En ese sentido, tenemos la idea de que debieran existir medios para agilizar un dinero que ya está presupuestado –al menos, oficialmente- desde principios de año, y que muchas veces tiene origen federal, estatal o propio. Los dineros deben emplearse de la mejor manera posible.
Haga el ejercicio de ingresar a una página web de alguna agencia de viajes y trate de comprar un billete aéreo: busque fechas y verá que mientras más se tarde en hacer el trámite, más caro saldrá y, cuando se trata de apoyos oficiales, por consiguiente, éste se verá mermado sustancialmente.

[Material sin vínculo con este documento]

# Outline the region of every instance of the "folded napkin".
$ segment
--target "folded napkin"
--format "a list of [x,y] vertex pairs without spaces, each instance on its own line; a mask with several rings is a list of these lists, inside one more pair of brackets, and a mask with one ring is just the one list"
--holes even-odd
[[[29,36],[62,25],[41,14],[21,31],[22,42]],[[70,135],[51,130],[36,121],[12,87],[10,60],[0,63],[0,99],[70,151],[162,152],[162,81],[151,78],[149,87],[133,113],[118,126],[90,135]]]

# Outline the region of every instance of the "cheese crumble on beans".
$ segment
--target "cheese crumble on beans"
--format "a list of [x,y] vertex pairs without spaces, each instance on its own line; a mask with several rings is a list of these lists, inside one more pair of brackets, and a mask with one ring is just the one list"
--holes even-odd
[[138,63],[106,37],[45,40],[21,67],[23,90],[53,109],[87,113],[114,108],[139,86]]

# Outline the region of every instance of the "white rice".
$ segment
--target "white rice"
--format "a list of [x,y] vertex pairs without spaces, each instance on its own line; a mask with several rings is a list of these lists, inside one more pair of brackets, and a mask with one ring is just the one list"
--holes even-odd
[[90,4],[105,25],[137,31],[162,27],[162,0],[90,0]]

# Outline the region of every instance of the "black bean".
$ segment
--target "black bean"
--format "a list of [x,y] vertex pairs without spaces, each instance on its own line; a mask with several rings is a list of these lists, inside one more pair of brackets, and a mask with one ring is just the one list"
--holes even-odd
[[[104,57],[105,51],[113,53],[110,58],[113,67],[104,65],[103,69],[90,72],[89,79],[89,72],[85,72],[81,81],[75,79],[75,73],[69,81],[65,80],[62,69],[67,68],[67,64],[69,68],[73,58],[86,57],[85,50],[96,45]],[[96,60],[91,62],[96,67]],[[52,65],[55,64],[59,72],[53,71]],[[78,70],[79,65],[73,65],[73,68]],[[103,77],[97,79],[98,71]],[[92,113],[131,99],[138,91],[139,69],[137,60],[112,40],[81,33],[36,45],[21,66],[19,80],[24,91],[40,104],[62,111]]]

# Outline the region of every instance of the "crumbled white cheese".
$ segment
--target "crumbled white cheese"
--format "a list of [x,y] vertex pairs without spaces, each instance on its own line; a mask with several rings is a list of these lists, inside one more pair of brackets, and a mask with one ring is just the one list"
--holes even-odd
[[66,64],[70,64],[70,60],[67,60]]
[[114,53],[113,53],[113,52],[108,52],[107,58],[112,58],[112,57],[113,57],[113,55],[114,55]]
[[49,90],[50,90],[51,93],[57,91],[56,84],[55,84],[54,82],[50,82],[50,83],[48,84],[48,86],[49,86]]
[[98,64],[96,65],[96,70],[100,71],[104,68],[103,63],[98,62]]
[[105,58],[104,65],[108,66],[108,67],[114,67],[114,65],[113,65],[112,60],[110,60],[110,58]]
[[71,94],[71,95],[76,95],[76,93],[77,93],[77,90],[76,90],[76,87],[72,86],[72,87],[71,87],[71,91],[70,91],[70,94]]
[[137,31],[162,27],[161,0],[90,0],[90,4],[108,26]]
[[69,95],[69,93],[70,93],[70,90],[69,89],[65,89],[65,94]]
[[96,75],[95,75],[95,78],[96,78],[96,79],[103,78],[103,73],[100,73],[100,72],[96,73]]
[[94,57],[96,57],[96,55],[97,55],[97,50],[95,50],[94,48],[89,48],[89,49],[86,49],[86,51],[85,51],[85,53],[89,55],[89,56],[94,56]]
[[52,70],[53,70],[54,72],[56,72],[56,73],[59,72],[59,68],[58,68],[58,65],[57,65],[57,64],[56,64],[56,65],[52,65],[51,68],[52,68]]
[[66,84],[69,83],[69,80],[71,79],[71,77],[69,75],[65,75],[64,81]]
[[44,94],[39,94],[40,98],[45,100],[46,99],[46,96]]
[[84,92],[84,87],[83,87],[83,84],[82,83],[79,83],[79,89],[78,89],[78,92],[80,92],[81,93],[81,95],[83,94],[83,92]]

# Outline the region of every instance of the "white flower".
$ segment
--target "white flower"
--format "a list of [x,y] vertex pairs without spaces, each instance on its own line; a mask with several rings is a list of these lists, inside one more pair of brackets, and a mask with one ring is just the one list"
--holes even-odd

Y es cuando, tristemente, uno tiene que buscar la firma de tal o cual persona que puede agilizar los trámites. Viajar sin dinero no es positivo en ningún aspecto, y menos cuando se trata de hacer estancias de investigación, académicas o de estudios.
Los muchachos se quieren ir para vivir esa experiencia, y al parecer, les estamos cortando las alas. Eso no se vale en ninguna parte del mundo.

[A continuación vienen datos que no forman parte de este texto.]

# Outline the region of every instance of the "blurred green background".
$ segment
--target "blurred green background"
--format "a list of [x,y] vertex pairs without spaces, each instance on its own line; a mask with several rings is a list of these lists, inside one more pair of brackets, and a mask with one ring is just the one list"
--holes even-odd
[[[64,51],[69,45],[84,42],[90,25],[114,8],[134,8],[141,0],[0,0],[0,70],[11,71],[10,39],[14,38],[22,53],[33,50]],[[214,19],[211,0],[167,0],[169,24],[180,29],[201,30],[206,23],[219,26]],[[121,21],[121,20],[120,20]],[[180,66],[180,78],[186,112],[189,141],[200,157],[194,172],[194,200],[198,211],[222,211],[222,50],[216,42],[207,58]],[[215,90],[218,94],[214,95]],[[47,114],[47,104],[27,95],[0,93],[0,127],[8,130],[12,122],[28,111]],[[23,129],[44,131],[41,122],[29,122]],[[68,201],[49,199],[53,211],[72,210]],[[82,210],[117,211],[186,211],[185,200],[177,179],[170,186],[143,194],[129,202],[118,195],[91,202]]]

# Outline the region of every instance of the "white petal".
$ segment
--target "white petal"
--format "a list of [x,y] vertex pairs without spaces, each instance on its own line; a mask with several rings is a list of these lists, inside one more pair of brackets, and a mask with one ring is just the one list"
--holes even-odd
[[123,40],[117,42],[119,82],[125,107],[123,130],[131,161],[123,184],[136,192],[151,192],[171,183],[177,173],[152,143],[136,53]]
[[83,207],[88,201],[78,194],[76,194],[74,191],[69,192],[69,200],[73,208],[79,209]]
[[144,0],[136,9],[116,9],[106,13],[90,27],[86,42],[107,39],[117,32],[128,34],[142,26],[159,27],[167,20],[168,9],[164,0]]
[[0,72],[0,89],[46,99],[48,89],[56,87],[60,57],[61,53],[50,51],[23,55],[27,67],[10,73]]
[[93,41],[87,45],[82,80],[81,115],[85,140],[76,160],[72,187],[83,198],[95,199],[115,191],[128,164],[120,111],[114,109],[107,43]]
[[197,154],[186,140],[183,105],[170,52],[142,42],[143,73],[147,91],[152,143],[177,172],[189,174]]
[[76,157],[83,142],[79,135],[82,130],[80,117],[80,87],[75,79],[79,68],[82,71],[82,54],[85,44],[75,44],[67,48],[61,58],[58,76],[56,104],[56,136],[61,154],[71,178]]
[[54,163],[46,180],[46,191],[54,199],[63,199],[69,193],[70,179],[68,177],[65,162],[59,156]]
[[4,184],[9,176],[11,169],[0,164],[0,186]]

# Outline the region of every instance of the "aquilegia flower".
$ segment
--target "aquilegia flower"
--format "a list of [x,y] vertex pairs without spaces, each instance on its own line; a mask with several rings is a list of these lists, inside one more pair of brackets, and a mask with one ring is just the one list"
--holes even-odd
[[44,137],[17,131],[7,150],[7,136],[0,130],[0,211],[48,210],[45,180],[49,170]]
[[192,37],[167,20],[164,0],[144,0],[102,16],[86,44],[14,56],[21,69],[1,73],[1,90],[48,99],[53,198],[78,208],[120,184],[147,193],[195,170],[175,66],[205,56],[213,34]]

Queremos que crezcan académicamente, y nada vale cuando no pueden cristalizar su proyecto que, seguramente, les motivará más adelante a seguir el camino de la investigación, tan pobre en nuestro país y que está creciendo en Tamaulipas, gracias a la proliferación de investigadores, doctores y más, que se han incorporado a la planta productiva –docente e investigadora- de la Universidad Autónoma de Tamaulipas.
Los proyectos de investigación han tenido un cambio radical en la UAT en los últimos diez o doce años: se han incrementado en forma muy importante, y suponemos que es una de las prioridades de la Universidad, cuya misión es formar recursos humanos capacitados en las áreas de estudio y propiciar la investigación como posible alternativa de solución a los problemas de la sociedad a la que se debe.
Qué bueno que la UAT apoya estos proyectos de investigación. Ojalá se puedan multiplicar estos recursos, en bien de la misma casa de estudios, del estado y de México en general.